Jednak ukryć nie da się w żaden sposób, że nie od dziś i nie jedynie w tej stacji, pojawiały się jakieś naciski polityczne. Dziennikarze twierdzą, że wcześniej ich nie było? Żadnych? Czy na promocję pana Prezydenta Dudy są większe niż kiedyś? Nie sadzę. Widzieliśmy wszyscy co się działo, kiedy Prezydent Komorowski prowadził swoją kampanię. Ten czekoladowy orzeł, niezwykła liczba informacji z jedynie słusznego obozu politycznego i żenujące sytuacje z dziennikarzami, czy panią dyrektor, w roli głównej. Być może wówczas nie zauważali, że stają się „funkcjonariuszami” kiepskiej promocji i nie przeszkadzało im to, ponieważ opcja polityczna się zgadzała. Nie wiem, jak było z głosowaniami na listę, ale brak czytelnego regulaminu oraz (w dobie powszechnej cyfryzacji) oprogramowania, które eliminowałoby z automatu głosy mocno podejrzane, może budzić zdumienie. Wszak w mętnej wodzie łatwiej łapać ryby, zatem posądzenia o sprzyjanie poszczególnym artystom, nie daj Boże jeszcze za pieniądze, mogłyby stać się całkiem uprawnione, nawet jeśli niesprawiedliwe. Bo, jak udowodnić, że wszystko odbywało się lege artis, kiedy brak ustalonych, stałych, zasad oraz kasujemy głosy ręcznie? Które głosy? Tutaj jest spore pole do nadużyć. Jasne, że nie da się „odcedzić” wszystkich trefnych, podobnie jak nie było to możliwe przy wysyłaniu kartek pocztowych. Powoływanie grafologa graniczyłoby z przesadą, a samo wysłanie 100 kartek z jednej poczty, nie musi przecież świadczyć o oszustwie, choć jest ono wysoce prawdopodobne. Sądy czasem również skazują podejrzanych w procesach poszlakowych, ale to zupełnie inny ciężar gatunkowy, niż promocja jakiejś piosenki. Zdeterminowani fani danego artysty zawsze byli skłonni coś tam przeskrobać wysyłając więcej kartek i uchodziło to zwykle płazem. A dziś, proszę bardzo! Jeden, moim zdaniem, ze słabszych utworów Kazika znalazł się znów na pierwszym miejscu… i to za sprawą promocji nieudaczników, którzy doprowadzili do tego całego zgiełku.

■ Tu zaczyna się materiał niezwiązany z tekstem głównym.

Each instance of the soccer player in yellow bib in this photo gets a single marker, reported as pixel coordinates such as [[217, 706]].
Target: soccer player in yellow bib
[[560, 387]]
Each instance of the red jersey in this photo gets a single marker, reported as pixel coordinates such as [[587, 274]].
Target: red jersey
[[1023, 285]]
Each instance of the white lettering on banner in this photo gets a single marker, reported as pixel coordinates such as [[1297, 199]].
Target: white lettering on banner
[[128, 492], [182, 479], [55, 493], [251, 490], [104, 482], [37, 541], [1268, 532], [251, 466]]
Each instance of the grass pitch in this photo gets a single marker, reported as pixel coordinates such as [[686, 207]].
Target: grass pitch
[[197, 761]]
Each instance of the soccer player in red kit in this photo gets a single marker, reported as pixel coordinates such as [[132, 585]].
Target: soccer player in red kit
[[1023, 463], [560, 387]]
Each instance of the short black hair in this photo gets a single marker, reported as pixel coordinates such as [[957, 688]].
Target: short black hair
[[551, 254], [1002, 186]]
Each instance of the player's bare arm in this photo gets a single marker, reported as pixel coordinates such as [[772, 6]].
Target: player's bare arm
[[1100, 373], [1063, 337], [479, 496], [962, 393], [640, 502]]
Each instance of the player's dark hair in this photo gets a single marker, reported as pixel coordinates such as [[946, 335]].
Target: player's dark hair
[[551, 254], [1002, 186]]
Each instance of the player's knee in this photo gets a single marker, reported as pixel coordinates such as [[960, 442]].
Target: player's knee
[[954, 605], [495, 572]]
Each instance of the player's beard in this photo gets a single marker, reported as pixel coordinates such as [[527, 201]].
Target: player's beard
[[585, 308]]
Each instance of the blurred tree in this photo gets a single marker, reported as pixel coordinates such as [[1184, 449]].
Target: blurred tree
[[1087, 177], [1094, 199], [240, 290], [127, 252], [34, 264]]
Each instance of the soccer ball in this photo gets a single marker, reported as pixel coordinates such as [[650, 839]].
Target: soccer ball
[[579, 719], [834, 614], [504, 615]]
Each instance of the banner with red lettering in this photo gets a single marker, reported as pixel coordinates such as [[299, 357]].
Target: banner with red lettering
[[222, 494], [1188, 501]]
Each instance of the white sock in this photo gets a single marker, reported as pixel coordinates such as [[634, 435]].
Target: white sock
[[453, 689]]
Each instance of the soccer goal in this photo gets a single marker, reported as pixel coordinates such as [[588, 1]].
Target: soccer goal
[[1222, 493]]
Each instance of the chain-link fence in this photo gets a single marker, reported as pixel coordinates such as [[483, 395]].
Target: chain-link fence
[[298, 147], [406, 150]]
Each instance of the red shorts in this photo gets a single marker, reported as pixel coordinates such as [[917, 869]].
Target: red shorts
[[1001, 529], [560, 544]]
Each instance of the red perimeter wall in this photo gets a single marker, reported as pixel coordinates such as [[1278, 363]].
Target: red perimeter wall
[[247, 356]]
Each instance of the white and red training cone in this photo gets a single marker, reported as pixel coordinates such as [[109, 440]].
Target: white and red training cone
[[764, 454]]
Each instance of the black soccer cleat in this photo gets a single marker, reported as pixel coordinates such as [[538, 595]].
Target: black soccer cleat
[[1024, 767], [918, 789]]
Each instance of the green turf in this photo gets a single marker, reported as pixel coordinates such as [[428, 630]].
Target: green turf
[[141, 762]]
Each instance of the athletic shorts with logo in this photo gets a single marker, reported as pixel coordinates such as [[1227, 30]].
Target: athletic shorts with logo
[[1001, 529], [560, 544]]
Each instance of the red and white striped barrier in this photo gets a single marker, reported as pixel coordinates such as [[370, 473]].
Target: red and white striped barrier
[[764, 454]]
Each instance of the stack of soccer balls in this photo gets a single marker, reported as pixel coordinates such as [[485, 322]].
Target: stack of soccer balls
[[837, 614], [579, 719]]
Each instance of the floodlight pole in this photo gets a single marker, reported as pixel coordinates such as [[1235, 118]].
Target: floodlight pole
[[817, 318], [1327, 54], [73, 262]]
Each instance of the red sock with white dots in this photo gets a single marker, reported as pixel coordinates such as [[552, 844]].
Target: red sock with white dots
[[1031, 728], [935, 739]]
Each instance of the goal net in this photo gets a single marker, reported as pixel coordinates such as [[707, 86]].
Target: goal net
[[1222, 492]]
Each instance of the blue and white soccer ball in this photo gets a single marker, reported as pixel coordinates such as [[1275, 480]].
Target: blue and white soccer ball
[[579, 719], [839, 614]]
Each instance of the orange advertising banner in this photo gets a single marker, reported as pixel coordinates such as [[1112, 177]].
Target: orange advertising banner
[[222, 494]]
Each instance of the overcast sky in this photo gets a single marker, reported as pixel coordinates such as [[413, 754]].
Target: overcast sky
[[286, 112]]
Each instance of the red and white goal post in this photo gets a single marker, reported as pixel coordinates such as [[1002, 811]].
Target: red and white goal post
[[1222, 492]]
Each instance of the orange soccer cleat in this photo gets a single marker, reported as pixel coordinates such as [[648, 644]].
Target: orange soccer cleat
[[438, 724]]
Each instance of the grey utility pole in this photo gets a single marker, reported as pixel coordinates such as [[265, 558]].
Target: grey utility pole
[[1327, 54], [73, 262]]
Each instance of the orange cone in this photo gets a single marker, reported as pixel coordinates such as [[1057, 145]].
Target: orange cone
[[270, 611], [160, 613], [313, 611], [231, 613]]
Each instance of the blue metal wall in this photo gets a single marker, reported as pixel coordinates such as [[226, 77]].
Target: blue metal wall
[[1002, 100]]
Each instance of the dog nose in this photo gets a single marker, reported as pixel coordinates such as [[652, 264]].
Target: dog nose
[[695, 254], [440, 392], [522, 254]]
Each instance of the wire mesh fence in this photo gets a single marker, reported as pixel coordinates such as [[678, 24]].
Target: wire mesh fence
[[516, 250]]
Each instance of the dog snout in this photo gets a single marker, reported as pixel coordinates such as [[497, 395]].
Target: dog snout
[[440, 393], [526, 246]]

Mój ból jest tym większy, że jednak notowanie nr 2000 to byłoby coś! Niewiele jest chyba stacji radiowych na świecie, które mogą pochwalić się taką liczbą tygodniowych notowań. A tutaj co? Tort bez bohaterów, bohaterowie bez tortu… A może jednak? Panowie (i panie również), zaciśnijcie zęby, zagryźcie wargi (nie przeciwników politycznych) i przyjdźcie na Myśliwiecką! Nie po to, żeby protestować, ale żeby uszanować SWOICH słuchaczy! Pokażcie, że nie robiliście tego tylko dla pieniędzy. Wszyscy! Co najmniej ci, którzy prowadzili listę od początku, a jeszcze żyją, powinni być w najbliższy piątek razem. Razem ze słuchaczami. I jestem pewien, że można dojść do konsensusu z władzami Radia i taką audycję zrobić. Neutralnie, bez podtekstów politycznych. Ponoć Kuba Strzyczkowski przejmuje dyrekcję Tójki. Jeśli to prawda, pokażcie, że macie cohones i zróbcie to razem, dla nas! Nawet jeśli miałoby to być notowanie ostatnie. A może jednak da się przetrwać? Z pewnością jest to możliwe. Warunek jest jeden. Niech każdy zajmie się tym, co potrafi robić najlepiej. Dziennikarze muzyczni nie muszą politykować, bo słuchacze popularnych, w końcu jednak rozrywkowych, audycji, nie tego oczekują.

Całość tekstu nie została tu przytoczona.